View of part of Keble college, from the University Parks


The main focus of my last term at university was preparing for Preliminary exams. I would write for pages about how annoying it was to have to sit my exams after term finished, and how I didn't even get a day after my exams ended just to enjoy being at university, with no exams. Yet, having got my results (I did just fine :) this seems kind of irrelevant now (I guess this is the problem of blogging everything with such a time lapse)...

I'll talk about some better things which happened last term;

- We had a garden party. There was Pimms. And croquet.
- I finally got to see Oxford in the sunshine and summertime (kind of)
- I watched the end of year rowing competition - Summer Eights
- I went out on May Day morning (along with half of Oxford) to watch the sun rise over Magdalen tower, and hear the choir sing, and watch maypole dancing
- I did a "discovery hunt" with some potential Oxford applicants, around the city centre
- I saw a performance of Shakespeare's Merchant of Venice on the lake in my college
- I got elected to serve on my college's student council! (Known as the JCR, or "Junior Common Room" committee)

Provost's garden party!

Shakespeare on the lake ("Lakespeare")


So, after getting over my bitterness as I watched everyone else finish exams ahead of me, and actually enjoying being alive, I had a pretty good summer term. I should also say that after we finished our exams, there was still a chance to get silly string and various other items thrown over us, and spend a great evening chilling on the lawn by the lake. I remember going to bed towards 3am (I stayed up talking to people for what felt like a lifetime) and then having to get up at 8am, to move my stuff out by about 9 'o'clock...adrenaline does great things.

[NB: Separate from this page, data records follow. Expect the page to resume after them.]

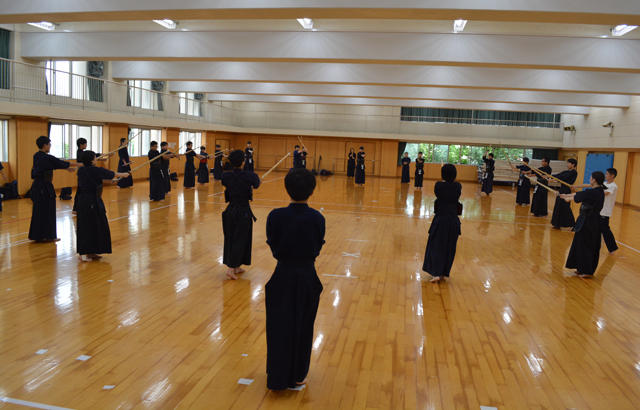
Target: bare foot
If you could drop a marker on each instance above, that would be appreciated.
(231, 275)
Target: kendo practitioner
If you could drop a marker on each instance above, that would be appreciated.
(607, 209)
(295, 235)
(419, 174)
(539, 201)
(523, 195)
(585, 248)
(92, 227)
(189, 166)
(165, 162)
(406, 161)
(217, 163)
(445, 227)
(248, 157)
(237, 219)
(360, 177)
(351, 163)
(203, 168)
(157, 188)
(562, 216)
(43, 195)
(124, 165)
(487, 176)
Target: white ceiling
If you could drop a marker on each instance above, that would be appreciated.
(513, 54)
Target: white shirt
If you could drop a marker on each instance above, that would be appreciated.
(609, 199)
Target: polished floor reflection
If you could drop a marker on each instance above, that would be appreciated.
(163, 329)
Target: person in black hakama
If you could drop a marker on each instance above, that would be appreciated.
(585, 248)
(165, 162)
(523, 194)
(217, 163)
(487, 176)
(157, 188)
(562, 216)
(248, 157)
(189, 178)
(419, 174)
(445, 227)
(360, 176)
(92, 227)
(539, 206)
(124, 165)
(295, 235)
(43, 195)
(237, 219)
(351, 163)
(203, 168)
(406, 161)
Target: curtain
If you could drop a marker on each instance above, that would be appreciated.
(401, 147)
(158, 86)
(5, 66)
(95, 69)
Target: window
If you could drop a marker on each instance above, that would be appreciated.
(66, 79)
(64, 137)
(463, 154)
(190, 103)
(140, 140)
(141, 95)
(186, 136)
(4, 141)
(481, 117)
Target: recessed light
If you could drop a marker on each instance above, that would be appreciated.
(167, 23)
(306, 23)
(622, 29)
(458, 25)
(45, 25)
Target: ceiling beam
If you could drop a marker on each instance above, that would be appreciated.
(407, 93)
(474, 50)
(551, 11)
(380, 74)
(399, 103)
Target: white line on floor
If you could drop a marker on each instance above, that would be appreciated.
(31, 404)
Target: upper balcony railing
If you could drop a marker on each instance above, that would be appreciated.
(34, 84)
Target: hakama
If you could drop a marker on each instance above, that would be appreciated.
(295, 235)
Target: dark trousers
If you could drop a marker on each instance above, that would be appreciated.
(607, 235)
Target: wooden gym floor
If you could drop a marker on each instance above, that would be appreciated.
(162, 327)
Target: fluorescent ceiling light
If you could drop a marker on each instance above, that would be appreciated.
(458, 25)
(622, 29)
(167, 23)
(306, 23)
(45, 25)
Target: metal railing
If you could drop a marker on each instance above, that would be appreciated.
(35, 84)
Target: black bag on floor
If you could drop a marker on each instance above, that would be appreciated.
(10, 190)
(65, 193)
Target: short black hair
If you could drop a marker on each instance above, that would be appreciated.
(449, 172)
(300, 183)
(236, 158)
(42, 141)
(87, 158)
(598, 176)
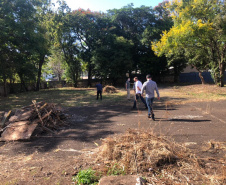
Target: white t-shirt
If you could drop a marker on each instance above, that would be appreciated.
(138, 84)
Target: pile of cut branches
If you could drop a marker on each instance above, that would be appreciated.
(23, 122)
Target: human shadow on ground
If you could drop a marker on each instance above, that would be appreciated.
(85, 126)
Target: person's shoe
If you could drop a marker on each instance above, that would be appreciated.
(153, 117)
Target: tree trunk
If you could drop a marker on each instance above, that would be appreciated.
(41, 62)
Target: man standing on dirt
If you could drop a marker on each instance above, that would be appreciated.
(128, 88)
(138, 87)
(150, 86)
(99, 90)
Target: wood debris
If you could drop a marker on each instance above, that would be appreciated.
(21, 124)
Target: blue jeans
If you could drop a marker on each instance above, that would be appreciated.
(136, 98)
(149, 102)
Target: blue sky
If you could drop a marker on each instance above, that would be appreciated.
(103, 5)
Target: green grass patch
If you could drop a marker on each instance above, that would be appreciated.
(86, 177)
(65, 97)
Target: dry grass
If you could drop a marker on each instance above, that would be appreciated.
(159, 160)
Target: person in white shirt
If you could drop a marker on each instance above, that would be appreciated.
(150, 87)
(138, 87)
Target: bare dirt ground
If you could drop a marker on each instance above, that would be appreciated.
(51, 159)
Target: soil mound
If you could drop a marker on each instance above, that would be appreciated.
(156, 158)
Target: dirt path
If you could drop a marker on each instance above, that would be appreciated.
(50, 159)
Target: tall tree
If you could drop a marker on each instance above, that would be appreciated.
(198, 29)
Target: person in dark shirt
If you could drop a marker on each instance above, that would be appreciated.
(99, 90)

Rowing...the undoubted mother of all sports at Oxford


Trinity (the Oxford summer term which runs from April-June) should have been the most stressful part of my first year. In some respects it was, days spent revising in the library, near silent meal times before major exams, not seeing friends properly for days because they were buried in their own work routines. Yet somehow it also wasn't. Was it the weather? The range of activities and things to do in Oxford that can only be done in the summer? (Punting, croquet, walking round the University Parks, the list is endless...) I feel as though last term was the term in which I was able to make the most of physically being in Oxford as a student. I think that's down to logistics - my timetable in particular - as we were supposed to be revising for a lot of the time, we were only taught one paper, our "optional subject", and so had the flexibility to structure our days as we wanted. This is the benefit of being a History student.

As a historian, May Day morning was definitely the earliest I have ever been awake in Oxford...

The downside is that other students will hate you (just kidding, though they will envy the whole "no-lectures-before-midday" thing) or that most of your study time is extremely anti-social. You're not in labs, or scientific classes, or busy science lecture halls. You're by yourself, in a silent library, for hours at a time. But hey, you get to choose when/ if to do that, so that's a good thing, right?